Nella Progettazione Umana, il Generatore Manifestante è costruito per ottenere risultati sostenuti e soddisfacenti. Mentre la maggior parte della popolazione condivide la resistenza del tipo Generatore, la MG è unica
Il design umano di Hitoshi Sakimoto: il generatore che si manifesta 2/4
Tipo di energia: il generatore manifesto nello studio
Nello Human Design, il Manifesting Generator è costruito per ottenere risultati sostenuti e soddisfacenti. Sebbene la maggior parte della popolazione condivida una resistenza di tipo Generatore, l'MG è unicamente ibrido: può affrontare compiti lunghi e complessi (le ore trascorse a orchestrare un singolo tema boss) e ha anche la capacità del Manifestatore di saltare passaggi e iniziare. La loro strategia è rispondere anziché spingere, lasciando che il lavoro giusto arrivi a loro, quindi muoversi rapidamente e informare gli altri una volta fatto.
La carriera pubblica di Sakimoto riflette quasi perfettamente questo schema. È notoriamente prolifico, avendo realizzato decine di titoli importanti - Final Fantasy Tactics, Vagrant Story, Final Fantasy XII, la serie Ogre Battle, 13 Sentinels: Aegis Rim - oltre a fondare e gestire la sua casa di produzione, Basiscape, e ad occuparsi di film, anime e giochi. Questa è la firma MG: un motore profondo e illuminato che riesce a continuare a fare ciò che ama, con l'autonomia necessaria per iniziare nuove cose. Molti dei suoi incarichi più iconici sembrano essere arrivati attraverso relazioni e referenze esistenti piuttosto che con proposte fredde: un classico modello di risposta.
Autorità: l'onda emotiva
Un'autorità emotiva significa che la chiarezza non deriva dalla logica istantanea ma dall'attesa attraverso alti e bassi emotivi. La mossa giusta è evitare impegni importanti sia durante i picchi che durante i minimi; invece, l'onda viene cavalcata finché non appare l'equilibrio e la scelta viene fatta da un luogo stabilito.

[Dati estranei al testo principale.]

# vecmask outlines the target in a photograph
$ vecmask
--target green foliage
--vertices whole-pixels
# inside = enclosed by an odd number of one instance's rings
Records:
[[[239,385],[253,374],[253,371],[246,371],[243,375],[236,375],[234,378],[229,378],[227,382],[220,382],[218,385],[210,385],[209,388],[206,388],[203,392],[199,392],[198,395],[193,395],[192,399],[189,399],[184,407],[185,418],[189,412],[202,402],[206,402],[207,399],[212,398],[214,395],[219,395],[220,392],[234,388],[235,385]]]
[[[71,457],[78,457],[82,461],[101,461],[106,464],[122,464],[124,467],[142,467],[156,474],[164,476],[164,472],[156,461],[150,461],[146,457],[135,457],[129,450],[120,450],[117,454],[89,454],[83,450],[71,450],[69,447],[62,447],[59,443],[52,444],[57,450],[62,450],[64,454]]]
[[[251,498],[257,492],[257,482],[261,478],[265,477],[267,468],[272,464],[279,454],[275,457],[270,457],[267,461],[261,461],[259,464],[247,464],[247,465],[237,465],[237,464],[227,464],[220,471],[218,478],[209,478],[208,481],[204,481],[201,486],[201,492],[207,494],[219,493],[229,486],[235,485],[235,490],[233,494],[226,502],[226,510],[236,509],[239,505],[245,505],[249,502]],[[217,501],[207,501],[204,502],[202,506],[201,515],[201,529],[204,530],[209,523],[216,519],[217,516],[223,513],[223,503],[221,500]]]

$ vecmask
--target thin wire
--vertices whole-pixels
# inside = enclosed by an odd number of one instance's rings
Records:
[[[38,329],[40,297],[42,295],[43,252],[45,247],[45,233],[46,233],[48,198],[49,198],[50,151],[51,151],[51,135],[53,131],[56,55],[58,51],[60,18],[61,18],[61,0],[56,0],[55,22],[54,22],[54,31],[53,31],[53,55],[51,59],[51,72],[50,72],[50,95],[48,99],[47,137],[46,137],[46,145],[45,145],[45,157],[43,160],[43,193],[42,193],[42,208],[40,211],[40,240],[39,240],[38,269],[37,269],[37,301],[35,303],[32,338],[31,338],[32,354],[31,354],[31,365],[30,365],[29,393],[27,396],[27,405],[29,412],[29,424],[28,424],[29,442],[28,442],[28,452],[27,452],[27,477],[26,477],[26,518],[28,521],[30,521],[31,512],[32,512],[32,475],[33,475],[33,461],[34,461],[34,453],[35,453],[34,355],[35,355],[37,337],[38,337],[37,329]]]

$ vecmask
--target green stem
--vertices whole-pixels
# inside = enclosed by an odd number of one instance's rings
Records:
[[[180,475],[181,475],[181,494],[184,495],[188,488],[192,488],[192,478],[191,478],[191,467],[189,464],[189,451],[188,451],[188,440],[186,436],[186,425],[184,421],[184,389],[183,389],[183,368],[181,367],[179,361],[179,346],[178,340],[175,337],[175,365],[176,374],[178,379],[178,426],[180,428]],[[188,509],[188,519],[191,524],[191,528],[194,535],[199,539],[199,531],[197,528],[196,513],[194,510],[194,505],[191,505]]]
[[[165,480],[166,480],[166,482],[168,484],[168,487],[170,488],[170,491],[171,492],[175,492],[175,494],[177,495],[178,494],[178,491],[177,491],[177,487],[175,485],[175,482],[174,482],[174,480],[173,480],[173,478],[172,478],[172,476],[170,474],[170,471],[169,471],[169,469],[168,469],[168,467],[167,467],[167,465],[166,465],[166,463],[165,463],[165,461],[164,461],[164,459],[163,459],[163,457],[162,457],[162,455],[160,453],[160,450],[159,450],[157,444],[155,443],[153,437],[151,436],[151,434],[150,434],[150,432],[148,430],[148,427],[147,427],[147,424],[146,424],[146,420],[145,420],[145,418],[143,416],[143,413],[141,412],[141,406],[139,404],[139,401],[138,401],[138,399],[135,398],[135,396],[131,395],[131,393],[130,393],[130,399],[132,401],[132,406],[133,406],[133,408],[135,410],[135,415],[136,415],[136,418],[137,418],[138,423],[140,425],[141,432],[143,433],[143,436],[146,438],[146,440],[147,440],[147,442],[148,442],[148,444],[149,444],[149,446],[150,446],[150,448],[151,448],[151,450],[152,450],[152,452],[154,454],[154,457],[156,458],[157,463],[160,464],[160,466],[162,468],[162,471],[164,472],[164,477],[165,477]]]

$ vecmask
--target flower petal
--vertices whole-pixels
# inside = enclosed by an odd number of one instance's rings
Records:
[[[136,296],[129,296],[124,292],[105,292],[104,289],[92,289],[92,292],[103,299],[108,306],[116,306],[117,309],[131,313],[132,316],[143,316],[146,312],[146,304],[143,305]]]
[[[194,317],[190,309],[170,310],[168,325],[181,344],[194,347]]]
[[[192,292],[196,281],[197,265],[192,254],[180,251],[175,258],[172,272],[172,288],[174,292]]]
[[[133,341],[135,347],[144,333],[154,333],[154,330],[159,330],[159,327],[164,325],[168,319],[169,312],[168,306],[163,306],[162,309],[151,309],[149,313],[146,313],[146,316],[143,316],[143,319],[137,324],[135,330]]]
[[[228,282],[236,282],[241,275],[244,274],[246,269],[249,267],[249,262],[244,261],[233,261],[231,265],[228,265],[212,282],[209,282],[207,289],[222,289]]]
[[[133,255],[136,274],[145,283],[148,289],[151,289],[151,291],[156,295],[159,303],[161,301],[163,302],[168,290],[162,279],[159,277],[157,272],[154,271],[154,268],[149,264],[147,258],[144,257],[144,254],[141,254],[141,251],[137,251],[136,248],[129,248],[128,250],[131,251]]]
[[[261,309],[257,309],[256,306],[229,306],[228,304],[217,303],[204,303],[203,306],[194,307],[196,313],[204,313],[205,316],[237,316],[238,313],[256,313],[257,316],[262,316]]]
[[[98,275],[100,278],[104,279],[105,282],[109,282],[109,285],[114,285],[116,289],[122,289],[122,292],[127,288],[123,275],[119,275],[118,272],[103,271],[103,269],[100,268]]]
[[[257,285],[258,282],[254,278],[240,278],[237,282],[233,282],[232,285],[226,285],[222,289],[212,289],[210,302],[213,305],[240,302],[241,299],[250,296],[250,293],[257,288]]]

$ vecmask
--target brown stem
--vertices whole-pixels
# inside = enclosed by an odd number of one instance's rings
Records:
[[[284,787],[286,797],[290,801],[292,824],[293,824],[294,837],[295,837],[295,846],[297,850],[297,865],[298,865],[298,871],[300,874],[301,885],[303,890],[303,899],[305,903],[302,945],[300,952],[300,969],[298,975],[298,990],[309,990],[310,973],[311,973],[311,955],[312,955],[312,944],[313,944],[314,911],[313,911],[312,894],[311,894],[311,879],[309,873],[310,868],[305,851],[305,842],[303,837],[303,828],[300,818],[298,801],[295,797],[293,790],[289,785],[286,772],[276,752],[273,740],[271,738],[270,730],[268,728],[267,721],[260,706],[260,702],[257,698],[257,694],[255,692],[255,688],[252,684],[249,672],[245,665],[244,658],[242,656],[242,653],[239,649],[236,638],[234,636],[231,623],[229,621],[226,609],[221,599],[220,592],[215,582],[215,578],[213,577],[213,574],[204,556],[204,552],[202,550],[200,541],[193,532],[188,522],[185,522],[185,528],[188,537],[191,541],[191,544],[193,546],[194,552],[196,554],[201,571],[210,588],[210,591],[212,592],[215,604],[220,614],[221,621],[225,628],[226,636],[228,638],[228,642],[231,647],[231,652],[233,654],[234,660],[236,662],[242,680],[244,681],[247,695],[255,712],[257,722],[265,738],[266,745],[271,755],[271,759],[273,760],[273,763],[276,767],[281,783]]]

Per qualcuno la cui arte è intrinsecamente emotiva – segnando dolore, trionfo, terrore e meraviglia per un pubblico di milioni di persone – questo design suggerisce che la sensazione stessa sia una bussola. Il pubblico suggerisce: una nota preferenza per progetti con una forte gravità narrativa, una volontà di impiegare anni su una singola partitura e l'assoluta densità emotiva del suo lavoro migliore (gli archi malinconici di Vagrant Story, gli ottoni devastati dalla guerra di FFT) si leggono come il risultato di qualcuno che si lascia guidare.

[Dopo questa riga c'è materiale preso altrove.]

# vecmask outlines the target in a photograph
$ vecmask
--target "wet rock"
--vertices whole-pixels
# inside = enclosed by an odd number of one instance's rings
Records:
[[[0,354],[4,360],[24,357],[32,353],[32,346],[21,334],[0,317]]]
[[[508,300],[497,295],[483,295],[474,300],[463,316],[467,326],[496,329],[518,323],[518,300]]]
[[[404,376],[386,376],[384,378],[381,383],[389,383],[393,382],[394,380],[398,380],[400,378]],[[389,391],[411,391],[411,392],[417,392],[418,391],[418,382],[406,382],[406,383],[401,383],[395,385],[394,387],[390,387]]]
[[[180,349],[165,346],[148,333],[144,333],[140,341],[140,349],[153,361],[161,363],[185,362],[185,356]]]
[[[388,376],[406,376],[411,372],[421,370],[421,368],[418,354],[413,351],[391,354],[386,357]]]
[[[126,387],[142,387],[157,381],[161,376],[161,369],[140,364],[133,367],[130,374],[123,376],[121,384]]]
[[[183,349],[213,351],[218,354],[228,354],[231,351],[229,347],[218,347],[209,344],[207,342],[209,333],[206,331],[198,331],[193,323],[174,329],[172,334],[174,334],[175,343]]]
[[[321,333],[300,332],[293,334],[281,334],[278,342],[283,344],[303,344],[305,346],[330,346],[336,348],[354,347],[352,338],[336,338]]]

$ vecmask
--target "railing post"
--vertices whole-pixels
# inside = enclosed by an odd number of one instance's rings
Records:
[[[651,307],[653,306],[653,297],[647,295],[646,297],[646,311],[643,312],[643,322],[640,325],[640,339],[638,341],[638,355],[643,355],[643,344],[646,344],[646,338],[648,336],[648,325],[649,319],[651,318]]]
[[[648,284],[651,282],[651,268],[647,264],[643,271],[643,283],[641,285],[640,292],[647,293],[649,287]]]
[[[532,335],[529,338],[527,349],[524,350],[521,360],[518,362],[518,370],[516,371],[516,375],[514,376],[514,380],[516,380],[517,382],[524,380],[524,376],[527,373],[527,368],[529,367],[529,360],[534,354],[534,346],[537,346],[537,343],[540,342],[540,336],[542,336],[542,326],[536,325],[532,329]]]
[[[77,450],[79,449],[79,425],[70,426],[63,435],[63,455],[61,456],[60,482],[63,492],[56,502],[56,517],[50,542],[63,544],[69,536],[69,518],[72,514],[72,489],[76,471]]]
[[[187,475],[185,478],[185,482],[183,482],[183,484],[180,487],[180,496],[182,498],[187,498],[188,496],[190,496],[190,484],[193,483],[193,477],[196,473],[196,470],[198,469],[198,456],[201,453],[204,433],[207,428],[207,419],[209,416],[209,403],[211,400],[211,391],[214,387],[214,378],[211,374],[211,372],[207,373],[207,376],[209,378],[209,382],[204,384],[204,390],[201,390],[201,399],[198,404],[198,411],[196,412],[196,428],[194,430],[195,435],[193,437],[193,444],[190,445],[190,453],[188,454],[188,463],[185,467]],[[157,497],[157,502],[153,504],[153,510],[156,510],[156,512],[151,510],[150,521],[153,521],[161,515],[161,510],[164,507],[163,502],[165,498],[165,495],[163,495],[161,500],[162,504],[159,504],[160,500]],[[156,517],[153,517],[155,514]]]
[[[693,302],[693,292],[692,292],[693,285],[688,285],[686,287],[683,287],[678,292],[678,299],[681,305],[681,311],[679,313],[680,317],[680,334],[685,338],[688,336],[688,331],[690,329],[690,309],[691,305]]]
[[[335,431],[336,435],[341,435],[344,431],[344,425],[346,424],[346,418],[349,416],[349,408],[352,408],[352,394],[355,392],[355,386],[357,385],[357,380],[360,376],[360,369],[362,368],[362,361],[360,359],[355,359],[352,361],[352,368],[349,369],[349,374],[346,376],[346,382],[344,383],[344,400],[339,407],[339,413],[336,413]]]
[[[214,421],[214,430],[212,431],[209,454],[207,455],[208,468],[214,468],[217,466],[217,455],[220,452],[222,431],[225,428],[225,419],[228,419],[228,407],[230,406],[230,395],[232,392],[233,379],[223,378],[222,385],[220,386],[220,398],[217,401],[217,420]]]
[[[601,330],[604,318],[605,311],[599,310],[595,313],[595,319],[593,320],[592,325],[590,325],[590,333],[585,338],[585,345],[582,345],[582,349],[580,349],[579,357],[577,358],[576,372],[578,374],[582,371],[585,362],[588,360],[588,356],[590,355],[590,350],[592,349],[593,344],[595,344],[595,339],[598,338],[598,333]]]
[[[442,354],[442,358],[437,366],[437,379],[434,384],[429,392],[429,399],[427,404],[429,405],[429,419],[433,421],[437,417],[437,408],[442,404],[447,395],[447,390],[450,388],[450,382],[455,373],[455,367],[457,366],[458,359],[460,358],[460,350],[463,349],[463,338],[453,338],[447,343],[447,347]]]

Profilo 2/4: L'Eremita-Opportunista
Il 2/4 — Eremita anziché Opportunista — è uno dei profili più stratificati. Il 2 porta con sé un talento naturale che matura in ritiro: una chiamata interiore a ritirarsi, perfezionare e padroneggiare il mestiere in privato prima che sia pronto. I 4 fondano quindi quel dono in una rete di amici fidati, collaboratori e connessioni; le opportunità arrivano attraverso questi legami, non attraverso l'autopromozione.

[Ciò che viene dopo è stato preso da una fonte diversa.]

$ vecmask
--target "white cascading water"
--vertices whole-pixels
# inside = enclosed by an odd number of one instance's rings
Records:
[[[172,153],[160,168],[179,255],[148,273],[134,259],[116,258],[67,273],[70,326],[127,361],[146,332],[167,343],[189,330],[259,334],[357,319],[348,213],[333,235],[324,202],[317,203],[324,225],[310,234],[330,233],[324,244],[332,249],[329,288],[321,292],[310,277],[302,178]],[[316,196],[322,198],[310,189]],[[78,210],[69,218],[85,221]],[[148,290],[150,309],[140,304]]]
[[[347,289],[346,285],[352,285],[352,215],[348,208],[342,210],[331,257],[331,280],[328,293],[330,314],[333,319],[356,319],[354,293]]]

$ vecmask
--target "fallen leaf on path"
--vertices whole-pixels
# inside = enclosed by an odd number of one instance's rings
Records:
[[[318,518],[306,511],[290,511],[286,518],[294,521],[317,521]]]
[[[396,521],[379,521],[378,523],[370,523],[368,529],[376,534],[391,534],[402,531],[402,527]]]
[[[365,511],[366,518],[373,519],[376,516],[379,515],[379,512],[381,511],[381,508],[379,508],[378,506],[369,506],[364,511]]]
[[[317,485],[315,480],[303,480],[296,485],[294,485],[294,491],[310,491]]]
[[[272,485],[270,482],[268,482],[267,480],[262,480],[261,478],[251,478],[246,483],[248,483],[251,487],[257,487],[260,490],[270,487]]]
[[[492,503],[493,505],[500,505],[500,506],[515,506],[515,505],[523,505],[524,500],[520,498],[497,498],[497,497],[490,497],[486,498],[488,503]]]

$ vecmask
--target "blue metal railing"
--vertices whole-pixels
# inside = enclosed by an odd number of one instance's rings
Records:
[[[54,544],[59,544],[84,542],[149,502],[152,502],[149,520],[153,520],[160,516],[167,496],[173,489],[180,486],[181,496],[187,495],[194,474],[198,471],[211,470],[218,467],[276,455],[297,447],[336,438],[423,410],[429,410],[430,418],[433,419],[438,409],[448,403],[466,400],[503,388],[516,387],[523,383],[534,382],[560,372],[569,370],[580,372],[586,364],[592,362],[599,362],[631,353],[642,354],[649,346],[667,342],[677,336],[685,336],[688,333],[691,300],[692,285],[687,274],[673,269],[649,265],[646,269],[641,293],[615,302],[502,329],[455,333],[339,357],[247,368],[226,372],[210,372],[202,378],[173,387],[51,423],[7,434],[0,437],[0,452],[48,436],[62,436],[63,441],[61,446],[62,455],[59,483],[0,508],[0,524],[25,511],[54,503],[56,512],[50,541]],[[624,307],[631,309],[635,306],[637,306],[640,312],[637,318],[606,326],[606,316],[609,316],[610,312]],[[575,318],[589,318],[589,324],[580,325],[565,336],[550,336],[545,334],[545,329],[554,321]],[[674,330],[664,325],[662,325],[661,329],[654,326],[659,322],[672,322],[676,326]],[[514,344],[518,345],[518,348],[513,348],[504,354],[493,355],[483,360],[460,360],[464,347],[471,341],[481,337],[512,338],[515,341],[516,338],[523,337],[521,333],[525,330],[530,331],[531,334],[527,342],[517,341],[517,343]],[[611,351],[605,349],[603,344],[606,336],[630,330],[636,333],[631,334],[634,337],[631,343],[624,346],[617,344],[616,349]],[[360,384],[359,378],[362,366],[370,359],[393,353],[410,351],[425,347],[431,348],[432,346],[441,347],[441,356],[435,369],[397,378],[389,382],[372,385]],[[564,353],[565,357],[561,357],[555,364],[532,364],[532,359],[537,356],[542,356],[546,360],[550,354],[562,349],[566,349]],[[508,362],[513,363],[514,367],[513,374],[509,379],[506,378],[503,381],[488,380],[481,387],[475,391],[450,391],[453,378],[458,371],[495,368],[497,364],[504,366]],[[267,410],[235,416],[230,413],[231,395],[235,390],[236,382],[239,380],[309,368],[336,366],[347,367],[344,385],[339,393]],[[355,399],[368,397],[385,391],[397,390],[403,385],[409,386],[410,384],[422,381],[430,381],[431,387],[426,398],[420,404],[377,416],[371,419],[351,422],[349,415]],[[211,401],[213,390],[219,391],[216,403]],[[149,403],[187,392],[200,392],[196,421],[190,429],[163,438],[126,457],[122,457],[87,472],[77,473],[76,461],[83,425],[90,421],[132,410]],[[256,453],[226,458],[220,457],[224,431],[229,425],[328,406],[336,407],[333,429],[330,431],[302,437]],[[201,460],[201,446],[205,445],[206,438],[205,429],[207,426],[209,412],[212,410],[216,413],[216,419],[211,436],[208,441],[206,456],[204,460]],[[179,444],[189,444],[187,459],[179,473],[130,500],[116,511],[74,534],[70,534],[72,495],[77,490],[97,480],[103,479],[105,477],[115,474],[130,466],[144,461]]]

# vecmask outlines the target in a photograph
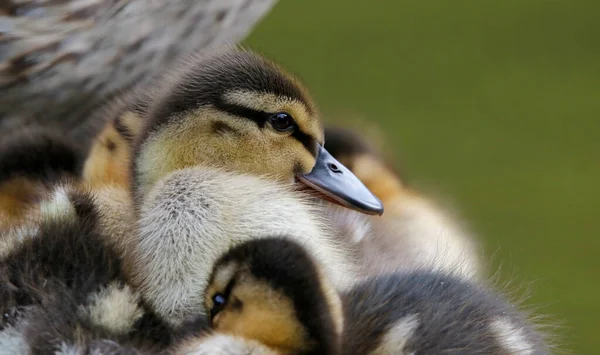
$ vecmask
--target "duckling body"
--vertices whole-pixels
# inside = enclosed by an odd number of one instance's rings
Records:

Questo si adatta al pubblico di Sakimoto in modo quasi sorprendente. Non è un personaggio pubblico appariscente; le interviste sono relativamente rare e lui tende a lasciare che sia il suo studio e i suoi collaboratori - Masaharu Iwata, Azusa Chiba, il roster Basiscape - a parlare per il corpo del lavoro. Eppure il lavoro ha raggiunto un pubblico globale attraverso i produttori di Square Enix, colleghi compositori come Nobuo Uematsu e decenni di collaboratori di ritorno. Il 2/4 si legge come un compositore il cui dono è emerso nella solitudine ed è stato portato nel mondo attraverso le relazioni.
Il tema della vita
Senza una specifica Croce dell'Incarnazione, il tema più ampio suggerito da questo grafico è quello di costruire qualcosa di duraturo e di farlo emergere attraverso le persone. Il motore MG fornisce la resistenza, l'Autorità Emotiva fornisce la profondità e il 2/4 fornisce il ritmo di ritiro e connessione.
Inquadrato come un'interpretazione dello Human Design piuttosto che come una biografia, il grafico di Sakimoto descrive un creatore che prospera quando il lavoro gli risponde, che ha bisogno di tempo per percepire la giustezza di ogni progetto e i cui maggiori contributi hanno maggiori probabilità di emergere attraverso il lungo e paziente intreccio di fiducia con i collaboratori: il tipo di persona il cui lavoro definisce silenziosamente un genere.